I suppose you could call Muldoon's work an exercise in poetic diversity. Every poem has an equal claim. (None should be disparaged lest it lose self-esteem?)

What unifies Muldoon’s work is the way he curates the language, as if he’s trying to preserve arcane words by writing them down in poems he’s (self-)confident will last. Cormac McCarthy, another egotist, shares this trait. Muldoon curates conceptual words and McCarthy curates the names of things, the parts of the world his characters inhabit. But he’s American and Muldoon isn’t. For Americans, the thing’s the thing, or as William Carlos Williams put it, “no ideas but in things.”

Maybe it's a reaction to an intellectually regressive culture playing out in txt msgs, in presentation bullet points, political soundbites and compressed YouTube videos. Dabs of thought all, Yaakov.

Then again, curating language seems to be an Irish trait. George V. Higgins curated idiom, especially the contractions employed in everyday speech: "That seemed to've put a stop to that . . . More's the fools they are . . . She knew for sure my life'd turned out dreary . . . they really couldn't've afforded it . . . how well their sons're all doing . . ." and, with syntactic brio, "Dad--and of course, Mother--'d shielded me from it."
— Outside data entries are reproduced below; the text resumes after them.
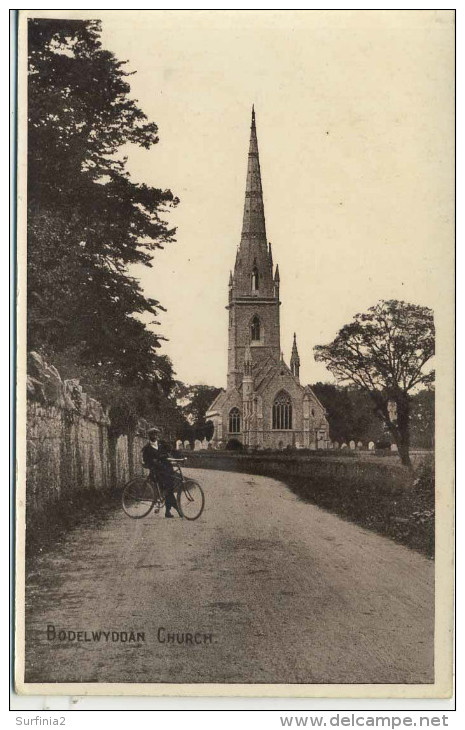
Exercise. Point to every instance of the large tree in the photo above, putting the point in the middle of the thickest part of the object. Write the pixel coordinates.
(88, 222)
(385, 352)
(351, 413)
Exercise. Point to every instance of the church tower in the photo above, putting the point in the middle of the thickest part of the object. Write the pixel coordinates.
(253, 289)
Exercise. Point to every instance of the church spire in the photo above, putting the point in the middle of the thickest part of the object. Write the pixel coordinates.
(253, 224)
(253, 272)
(295, 359)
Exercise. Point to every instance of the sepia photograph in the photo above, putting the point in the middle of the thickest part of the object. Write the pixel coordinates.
(235, 383)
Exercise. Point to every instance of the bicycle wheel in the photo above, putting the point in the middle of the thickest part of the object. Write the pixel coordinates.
(138, 497)
(191, 499)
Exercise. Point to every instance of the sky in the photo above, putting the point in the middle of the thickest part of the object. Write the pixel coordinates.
(355, 129)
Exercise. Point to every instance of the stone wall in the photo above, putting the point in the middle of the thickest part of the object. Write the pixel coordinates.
(69, 444)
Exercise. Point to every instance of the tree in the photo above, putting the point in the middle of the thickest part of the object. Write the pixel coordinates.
(422, 419)
(351, 413)
(195, 401)
(88, 223)
(384, 352)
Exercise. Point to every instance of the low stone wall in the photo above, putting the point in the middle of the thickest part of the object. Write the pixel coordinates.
(69, 444)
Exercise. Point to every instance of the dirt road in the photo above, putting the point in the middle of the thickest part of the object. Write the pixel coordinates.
(262, 588)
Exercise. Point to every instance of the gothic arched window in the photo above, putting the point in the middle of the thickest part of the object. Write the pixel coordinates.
(282, 412)
(255, 329)
(254, 279)
(234, 421)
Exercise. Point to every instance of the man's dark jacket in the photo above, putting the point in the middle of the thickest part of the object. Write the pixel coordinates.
(156, 458)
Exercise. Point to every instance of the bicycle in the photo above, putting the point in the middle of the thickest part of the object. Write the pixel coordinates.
(141, 494)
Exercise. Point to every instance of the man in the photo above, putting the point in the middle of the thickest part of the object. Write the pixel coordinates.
(155, 457)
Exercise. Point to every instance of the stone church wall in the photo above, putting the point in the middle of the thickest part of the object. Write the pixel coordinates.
(68, 440)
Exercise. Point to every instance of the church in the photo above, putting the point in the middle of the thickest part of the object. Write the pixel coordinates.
(264, 404)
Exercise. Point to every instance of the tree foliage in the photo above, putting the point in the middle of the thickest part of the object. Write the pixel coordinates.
(351, 413)
(385, 352)
(87, 221)
(195, 401)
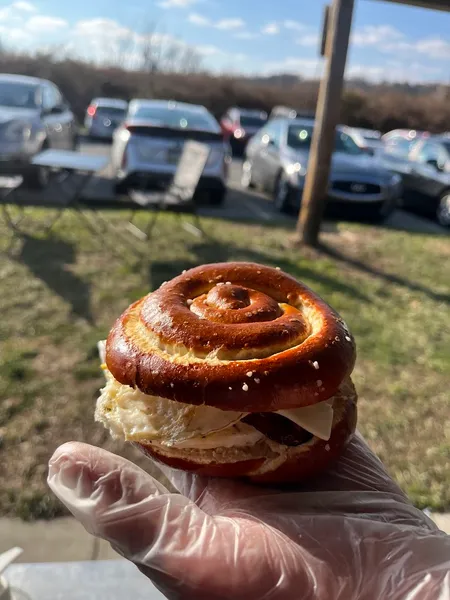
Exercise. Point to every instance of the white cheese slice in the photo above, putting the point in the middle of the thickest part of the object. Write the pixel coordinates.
(317, 419)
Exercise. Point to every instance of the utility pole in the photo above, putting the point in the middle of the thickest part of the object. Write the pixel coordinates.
(327, 117)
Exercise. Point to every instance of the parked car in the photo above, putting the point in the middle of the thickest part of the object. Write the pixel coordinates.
(368, 140)
(426, 177)
(147, 146)
(34, 116)
(103, 116)
(239, 125)
(288, 112)
(276, 160)
(399, 142)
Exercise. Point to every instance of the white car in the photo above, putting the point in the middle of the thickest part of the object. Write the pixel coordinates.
(103, 116)
(147, 147)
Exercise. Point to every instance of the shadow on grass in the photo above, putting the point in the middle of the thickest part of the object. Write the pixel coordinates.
(48, 259)
(339, 256)
(214, 251)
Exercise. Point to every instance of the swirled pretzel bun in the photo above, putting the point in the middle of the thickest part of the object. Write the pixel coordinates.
(233, 370)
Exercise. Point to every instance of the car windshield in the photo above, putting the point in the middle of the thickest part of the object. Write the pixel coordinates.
(175, 117)
(18, 95)
(110, 111)
(299, 138)
(252, 121)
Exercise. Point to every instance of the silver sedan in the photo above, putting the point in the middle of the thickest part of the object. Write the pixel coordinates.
(147, 147)
(277, 157)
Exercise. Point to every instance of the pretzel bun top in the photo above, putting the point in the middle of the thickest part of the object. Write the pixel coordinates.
(237, 336)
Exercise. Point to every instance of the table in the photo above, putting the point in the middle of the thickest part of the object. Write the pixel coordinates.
(70, 160)
(76, 171)
(94, 580)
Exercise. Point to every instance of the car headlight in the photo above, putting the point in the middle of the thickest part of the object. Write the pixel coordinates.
(395, 180)
(17, 131)
(296, 172)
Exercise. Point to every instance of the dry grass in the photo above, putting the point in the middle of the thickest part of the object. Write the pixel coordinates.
(60, 295)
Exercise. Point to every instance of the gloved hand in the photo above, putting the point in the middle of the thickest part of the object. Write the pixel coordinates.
(351, 534)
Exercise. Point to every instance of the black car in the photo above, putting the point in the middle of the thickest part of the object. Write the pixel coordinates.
(425, 171)
(33, 116)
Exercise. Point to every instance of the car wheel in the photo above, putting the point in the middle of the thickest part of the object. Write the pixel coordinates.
(246, 175)
(282, 194)
(122, 187)
(443, 210)
(216, 197)
(37, 178)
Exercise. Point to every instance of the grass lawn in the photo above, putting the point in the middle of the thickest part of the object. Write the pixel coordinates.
(58, 296)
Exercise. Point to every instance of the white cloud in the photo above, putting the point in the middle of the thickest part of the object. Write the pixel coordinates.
(24, 6)
(310, 39)
(199, 20)
(14, 35)
(208, 50)
(177, 3)
(376, 35)
(42, 23)
(394, 71)
(101, 27)
(389, 40)
(224, 24)
(271, 29)
(246, 35)
(307, 67)
(294, 25)
(433, 48)
(227, 24)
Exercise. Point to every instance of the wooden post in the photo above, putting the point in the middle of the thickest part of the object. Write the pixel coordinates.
(327, 117)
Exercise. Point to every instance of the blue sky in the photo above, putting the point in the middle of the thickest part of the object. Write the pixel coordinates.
(389, 41)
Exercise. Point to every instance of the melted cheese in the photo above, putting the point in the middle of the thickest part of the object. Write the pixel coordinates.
(129, 413)
(317, 419)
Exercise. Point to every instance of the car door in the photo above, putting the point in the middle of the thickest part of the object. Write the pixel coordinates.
(427, 177)
(269, 155)
(56, 117)
(66, 119)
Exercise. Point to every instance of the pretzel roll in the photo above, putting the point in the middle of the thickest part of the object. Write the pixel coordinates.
(269, 462)
(232, 370)
(236, 336)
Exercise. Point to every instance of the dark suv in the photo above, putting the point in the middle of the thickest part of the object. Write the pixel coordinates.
(34, 116)
(426, 177)
(239, 125)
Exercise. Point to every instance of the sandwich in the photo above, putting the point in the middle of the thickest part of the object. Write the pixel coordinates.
(232, 370)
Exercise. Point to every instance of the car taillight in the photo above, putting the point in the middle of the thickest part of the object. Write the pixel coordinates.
(124, 159)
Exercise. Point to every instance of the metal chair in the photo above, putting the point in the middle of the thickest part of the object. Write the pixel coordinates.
(179, 196)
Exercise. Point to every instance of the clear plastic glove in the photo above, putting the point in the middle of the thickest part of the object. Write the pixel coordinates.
(351, 534)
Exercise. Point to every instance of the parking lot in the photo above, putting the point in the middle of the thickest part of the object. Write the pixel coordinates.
(243, 204)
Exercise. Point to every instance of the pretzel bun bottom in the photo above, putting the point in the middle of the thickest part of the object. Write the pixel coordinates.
(270, 463)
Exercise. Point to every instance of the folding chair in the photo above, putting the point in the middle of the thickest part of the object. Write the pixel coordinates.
(8, 185)
(179, 197)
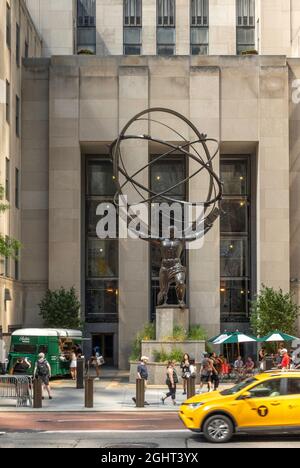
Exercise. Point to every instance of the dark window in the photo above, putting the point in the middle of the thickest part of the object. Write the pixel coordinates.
(7, 102)
(17, 188)
(132, 12)
(102, 256)
(7, 179)
(132, 41)
(293, 386)
(8, 25)
(17, 116)
(235, 245)
(6, 262)
(199, 27)
(269, 389)
(25, 348)
(18, 45)
(245, 34)
(17, 265)
(166, 31)
(86, 25)
(164, 174)
(100, 178)
(26, 53)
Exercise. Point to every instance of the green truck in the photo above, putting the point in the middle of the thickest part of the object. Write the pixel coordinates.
(56, 344)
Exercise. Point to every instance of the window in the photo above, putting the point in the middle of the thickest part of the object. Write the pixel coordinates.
(17, 188)
(199, 27)
(6, 261)
(17, 116)
(102, 255)
(132, 27)
(8, 25)
(269, 389)
(164, 174)
(26, 53)
(18, 45)
(133, 13)
(293, 386)
(7, 179)
(245, 33)
(17, 266)
(86, 25)
(7, 102)
(235, 246)
(166, 32)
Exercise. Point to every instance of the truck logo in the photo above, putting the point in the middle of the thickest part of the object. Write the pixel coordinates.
(263, 411)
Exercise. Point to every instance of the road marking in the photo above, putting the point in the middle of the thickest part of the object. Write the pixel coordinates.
(119, 431)
(61, 421)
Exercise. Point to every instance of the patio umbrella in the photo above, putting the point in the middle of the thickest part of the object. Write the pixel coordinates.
(236, 338)
(218, 337)
(277, 336)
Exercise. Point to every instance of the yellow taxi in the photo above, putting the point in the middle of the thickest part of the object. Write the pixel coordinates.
(267, 402)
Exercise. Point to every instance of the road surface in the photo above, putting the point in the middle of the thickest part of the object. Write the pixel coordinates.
(100, 430)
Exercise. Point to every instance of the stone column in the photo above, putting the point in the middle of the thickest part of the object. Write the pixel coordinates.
(64, 178)
(134, 254)
(182, 27)
(149, 27)
(204, 263)
(35, 186)
(273, 185)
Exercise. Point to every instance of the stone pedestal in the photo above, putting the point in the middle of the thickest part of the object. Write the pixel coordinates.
(167, 318)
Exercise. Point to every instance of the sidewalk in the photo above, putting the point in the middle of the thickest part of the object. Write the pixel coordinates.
(111, 393)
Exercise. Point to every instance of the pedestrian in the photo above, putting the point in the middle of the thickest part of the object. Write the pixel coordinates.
(249, 367)
(42, 371)
(239, 368)
(22, 366)
(143, 374)
(73, 365)
(186, 373)
(171, 382)
(286, 360)
(206, 372)
(216, 371)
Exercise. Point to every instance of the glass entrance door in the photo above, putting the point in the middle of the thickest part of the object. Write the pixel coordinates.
(106, 344)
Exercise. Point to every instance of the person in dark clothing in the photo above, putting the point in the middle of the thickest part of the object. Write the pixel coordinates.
(21, 367)
(171, 382)
(143, 374)
(185, 367)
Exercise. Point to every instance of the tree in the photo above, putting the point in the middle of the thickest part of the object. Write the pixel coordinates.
(60, 309)
(274, 310)
(8, 246)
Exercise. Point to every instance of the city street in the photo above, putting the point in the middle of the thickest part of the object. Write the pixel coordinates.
(104, 430)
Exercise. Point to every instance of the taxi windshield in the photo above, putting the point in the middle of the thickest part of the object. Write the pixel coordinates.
(237, 388)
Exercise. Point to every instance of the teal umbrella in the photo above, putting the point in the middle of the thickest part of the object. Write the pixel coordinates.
(277, 336)
(236, 338)
(218, 337)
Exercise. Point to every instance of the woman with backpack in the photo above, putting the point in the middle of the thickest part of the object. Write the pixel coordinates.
(171, 382)
(42, 371)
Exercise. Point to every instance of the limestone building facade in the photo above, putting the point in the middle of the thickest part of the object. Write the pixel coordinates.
(231, 67)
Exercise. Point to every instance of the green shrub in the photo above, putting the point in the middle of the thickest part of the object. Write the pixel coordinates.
(61, 309)
(197, 333)
(147, 334)
(163, 357)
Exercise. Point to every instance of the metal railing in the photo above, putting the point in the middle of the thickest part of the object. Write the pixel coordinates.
(16, 387)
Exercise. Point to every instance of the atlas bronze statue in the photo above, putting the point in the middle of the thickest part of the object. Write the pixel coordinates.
(171, 247)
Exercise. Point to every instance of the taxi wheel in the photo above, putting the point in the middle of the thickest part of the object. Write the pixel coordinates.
(218, 429)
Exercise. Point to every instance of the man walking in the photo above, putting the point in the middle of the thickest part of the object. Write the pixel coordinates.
(206, 371)
(143, 374)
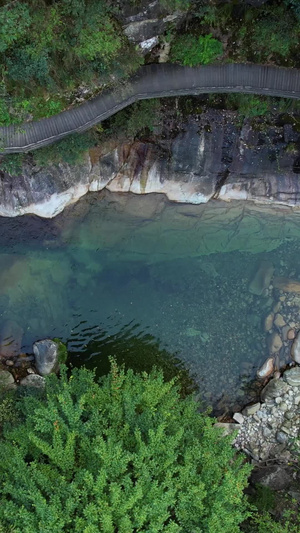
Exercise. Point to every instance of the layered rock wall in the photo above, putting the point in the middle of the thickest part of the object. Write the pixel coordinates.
(211, 156)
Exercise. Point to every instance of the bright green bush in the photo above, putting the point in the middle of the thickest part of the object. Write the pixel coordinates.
(249, 105)
(192, 51)
(136, 119)
(126, 456)
(274, 34)
(12, 163)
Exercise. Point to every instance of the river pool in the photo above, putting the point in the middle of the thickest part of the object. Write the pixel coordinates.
(150, 282)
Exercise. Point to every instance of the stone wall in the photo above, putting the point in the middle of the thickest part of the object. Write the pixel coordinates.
(210, 156)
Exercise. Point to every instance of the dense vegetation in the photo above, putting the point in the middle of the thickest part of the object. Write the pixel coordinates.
(48, 49)
(129, 455)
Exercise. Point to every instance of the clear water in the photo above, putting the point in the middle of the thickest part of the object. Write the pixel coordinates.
(150, 282)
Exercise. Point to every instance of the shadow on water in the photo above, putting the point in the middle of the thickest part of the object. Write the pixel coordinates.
(116, 276)
(93, 346)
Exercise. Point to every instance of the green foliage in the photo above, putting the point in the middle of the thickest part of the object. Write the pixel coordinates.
(125, 456)
(136, 119)
(103, 42)
(12, 164)
(48, 48)
(192, 51)
(14, 22)
(62, 351)
(70, 150)
(274, 33)
(173, 5)
(4, 112)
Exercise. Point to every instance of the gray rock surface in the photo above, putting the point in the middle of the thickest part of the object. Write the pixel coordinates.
(269, 432)
(46, 356)
(33, 380)
(6, 380)
(296, 349)
(206, 156)
(251, 409)
(292, 376)
(274, 389)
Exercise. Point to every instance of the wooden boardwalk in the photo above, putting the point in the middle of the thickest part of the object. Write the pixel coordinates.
(152, 81)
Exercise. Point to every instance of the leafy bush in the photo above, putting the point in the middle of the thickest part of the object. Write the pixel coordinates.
(274, 33)
(125, 456)
(70, 150)
(136, 119)
(12, 163)
(50, 47)
(192, 51)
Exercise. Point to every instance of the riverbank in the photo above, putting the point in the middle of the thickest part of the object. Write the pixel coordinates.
(192, 159)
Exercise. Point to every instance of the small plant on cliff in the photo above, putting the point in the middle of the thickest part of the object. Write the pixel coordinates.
(129, 455)
(191, 51)
(70, 150)
(12, 164)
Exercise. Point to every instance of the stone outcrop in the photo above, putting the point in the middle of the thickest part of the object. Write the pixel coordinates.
(46, 356)
(270, 431)
(145, 22)
(209, 156)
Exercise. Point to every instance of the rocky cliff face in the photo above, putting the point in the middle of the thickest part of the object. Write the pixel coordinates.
(210, 157)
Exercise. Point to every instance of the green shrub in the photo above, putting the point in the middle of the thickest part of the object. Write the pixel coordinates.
(12, 163)
(127, 456)
(191, 51)
(249, 105)
(274, 33)
(70, 150)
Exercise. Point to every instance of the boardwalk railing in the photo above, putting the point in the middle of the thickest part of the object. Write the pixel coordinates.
(152, 81)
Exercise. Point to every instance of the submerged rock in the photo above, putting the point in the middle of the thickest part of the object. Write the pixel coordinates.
(269, 322)
(11, 336)
(251, 409)
(275, 343)
(292, 376)
(33, 380)
(286, 284)
(274, 389)
(266, 369)
(46, 354)
(238, 417)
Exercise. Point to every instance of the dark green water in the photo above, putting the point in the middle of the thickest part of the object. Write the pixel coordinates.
(150, 282)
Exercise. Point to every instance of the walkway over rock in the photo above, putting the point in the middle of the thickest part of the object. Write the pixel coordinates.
(152, 81)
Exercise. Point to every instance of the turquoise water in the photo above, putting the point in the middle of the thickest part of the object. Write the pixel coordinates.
(150, 282)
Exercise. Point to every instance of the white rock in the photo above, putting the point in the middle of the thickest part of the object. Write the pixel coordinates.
(238, 417)
(266, 369)
(251, 409)
(295, 352)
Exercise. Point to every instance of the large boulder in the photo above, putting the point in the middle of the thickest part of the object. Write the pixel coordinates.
(292, 376)
(275, 477)
(46, 354)
(296, 348)
(274, 389)
(11, 335)
(6, 380)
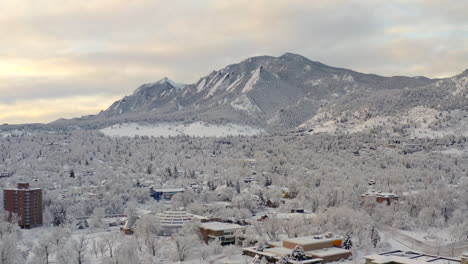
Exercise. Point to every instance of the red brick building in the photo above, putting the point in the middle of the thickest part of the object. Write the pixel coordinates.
(26, 203)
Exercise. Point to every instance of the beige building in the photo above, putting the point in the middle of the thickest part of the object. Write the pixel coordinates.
(319, 249)
(225, 232)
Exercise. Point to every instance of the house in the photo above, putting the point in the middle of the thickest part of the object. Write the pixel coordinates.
(410, 257)
(166, 194)
(250, 179)
(129, 226)
(26, 203)
(380, 196)
(5, 174)
(173, 220)
(225, 232)
(318, 249)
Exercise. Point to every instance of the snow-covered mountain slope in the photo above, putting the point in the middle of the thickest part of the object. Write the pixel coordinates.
(197, 129)
(285, 92)
(146, 98)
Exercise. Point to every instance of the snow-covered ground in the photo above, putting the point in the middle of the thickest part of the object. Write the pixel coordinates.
(197, 129)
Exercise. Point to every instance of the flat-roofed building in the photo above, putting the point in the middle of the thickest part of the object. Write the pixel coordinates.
(26, 203)
(380, 196)
(225, 232)
(318, 249)
(165, 193)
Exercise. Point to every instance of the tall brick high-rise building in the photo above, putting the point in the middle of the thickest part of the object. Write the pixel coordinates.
(26, 203)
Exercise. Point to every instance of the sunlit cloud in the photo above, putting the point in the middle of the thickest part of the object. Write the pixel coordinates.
(44, 110)
(53, 49)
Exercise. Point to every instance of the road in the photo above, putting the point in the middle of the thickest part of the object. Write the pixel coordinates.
(448, 249)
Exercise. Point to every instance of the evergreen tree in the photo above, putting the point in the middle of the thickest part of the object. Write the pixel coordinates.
(375, 237)
(348, 243)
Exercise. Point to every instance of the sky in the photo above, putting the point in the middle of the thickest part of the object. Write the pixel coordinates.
(67, 58)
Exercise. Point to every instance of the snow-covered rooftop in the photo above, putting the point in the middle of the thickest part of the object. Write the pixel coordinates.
(170, 190)
(279, 251)
(218, 226)
(327, 252)
(307, 240)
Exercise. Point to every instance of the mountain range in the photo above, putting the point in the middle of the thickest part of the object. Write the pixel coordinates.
(285, 92)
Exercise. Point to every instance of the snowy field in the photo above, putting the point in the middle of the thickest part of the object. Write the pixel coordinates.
(197, 129)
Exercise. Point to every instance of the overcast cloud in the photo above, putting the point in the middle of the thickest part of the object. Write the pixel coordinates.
(66, 58)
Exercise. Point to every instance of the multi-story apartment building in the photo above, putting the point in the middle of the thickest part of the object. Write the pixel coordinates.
(24, 202)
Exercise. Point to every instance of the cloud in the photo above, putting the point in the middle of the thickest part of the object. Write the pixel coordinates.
(45, 110)
(69, 49)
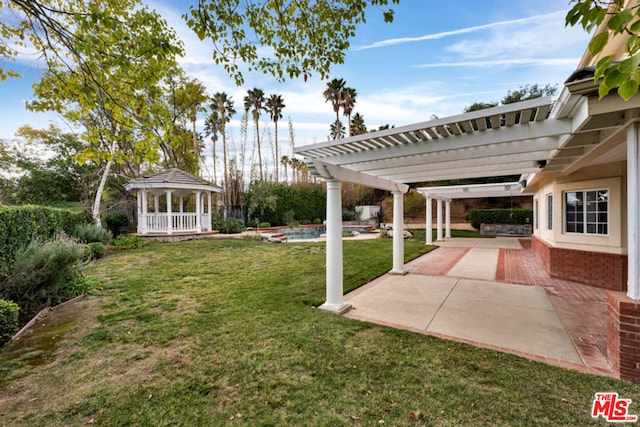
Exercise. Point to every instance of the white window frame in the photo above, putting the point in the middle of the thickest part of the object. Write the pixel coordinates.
(550, 211)
(588, 218)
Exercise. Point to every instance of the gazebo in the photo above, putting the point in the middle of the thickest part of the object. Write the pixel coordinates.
(177, 205)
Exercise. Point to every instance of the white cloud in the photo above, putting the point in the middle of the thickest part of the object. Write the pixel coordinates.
(436, 36)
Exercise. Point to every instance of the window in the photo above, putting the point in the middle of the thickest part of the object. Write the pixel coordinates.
(587, 212)
(549, 211)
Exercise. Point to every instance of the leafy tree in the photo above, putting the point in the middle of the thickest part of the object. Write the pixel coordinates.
(619, 19)
(124, 52)
(304, 37)
(523, 93)
(336, 130)
(480, 106)
(357, 127)
(46, 160)
(527, 92)
(254, 102)
(274, 106)
(285, 161)
(348, 102)
(333, 93)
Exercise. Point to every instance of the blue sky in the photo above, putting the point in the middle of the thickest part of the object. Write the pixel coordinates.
(434, 59)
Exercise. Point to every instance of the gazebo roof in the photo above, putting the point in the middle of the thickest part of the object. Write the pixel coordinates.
(169, 179)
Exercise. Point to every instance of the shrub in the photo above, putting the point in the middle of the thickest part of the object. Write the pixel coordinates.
(8, 320)
(90, 233)
(117, 223)
(348, 215)
(500, 216)
(19, 225)
(229, 226)
(252, 236)
(41, 273)
(128, 242)
(95, 250)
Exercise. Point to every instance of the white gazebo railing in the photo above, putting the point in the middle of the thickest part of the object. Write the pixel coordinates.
(180, 222)
(159, 194)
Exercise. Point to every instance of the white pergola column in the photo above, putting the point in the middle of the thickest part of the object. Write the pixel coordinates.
(633, 211)
(447, 215)
(439, 219)
(198, 213)
(335, 301)
(210, 225)
(140, 216)
(429, 224)
(169, 213)
(398, 234)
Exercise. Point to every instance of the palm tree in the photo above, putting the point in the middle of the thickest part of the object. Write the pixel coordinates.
(357, 125)
(336, 130)
(222, 104)
(285, 162)
(211, 124)
(295, 167)
(274, 107)
(348, 102)
(333, 93)
(253, 101)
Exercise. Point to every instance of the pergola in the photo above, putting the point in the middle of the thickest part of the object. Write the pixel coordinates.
(514, 139)
(450, 192)
(174, 185)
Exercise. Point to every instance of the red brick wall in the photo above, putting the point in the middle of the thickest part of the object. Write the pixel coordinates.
(623, 336)
(607, 271)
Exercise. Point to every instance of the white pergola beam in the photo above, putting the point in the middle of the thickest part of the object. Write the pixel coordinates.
(540, 135)
(328, 171)
(539, 150)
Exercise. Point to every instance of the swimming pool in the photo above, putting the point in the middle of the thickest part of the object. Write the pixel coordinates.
(317, 231)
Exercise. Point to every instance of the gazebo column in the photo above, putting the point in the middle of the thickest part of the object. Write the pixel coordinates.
(198, 213)
(209, 216)
(143, 223)
(334, 285)
(633, 211)
(398, 234)
(623, 310)
(447, 232)
(439, 219)
(429, 224)
(139, 210)
(169, 213)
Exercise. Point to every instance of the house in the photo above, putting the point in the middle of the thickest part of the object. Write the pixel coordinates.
(579, 159)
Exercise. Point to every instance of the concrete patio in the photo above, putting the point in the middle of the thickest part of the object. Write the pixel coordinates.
(492, 293)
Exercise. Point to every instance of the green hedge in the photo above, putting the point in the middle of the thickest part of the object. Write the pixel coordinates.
(500, 216)
(19, 225)
(8, 320)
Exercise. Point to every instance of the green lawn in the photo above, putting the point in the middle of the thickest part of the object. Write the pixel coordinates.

Yes, and Yeats intentionally and purposefully curated the names of people by writing them out in a verse: "MacDonagh and MacBride / And Connolly and Pearse."

Come to think of it, Higgins was a lawyer, an egotist by profession, and Yeats' rivals knew the arch-poet as an egotist. Maybe it's egotism that's an Irish trait?

Nah, it's a necessary condition for art, is all.

Who knows what really motivates an artist, Yaakov? Surely not the artist. All I know is that I can’t read Muldoon or McCarthy without a good dictionary at hand.

Come to think of it, Picasso was incoherent too. Schools tried to claim him but even cubism was just another assignation for him, like one of his numerous trysts. Picasso was a curator of painterly subjects. Aside from being an egotist.

If you want to know what Muldoon is about, revisit Picasso.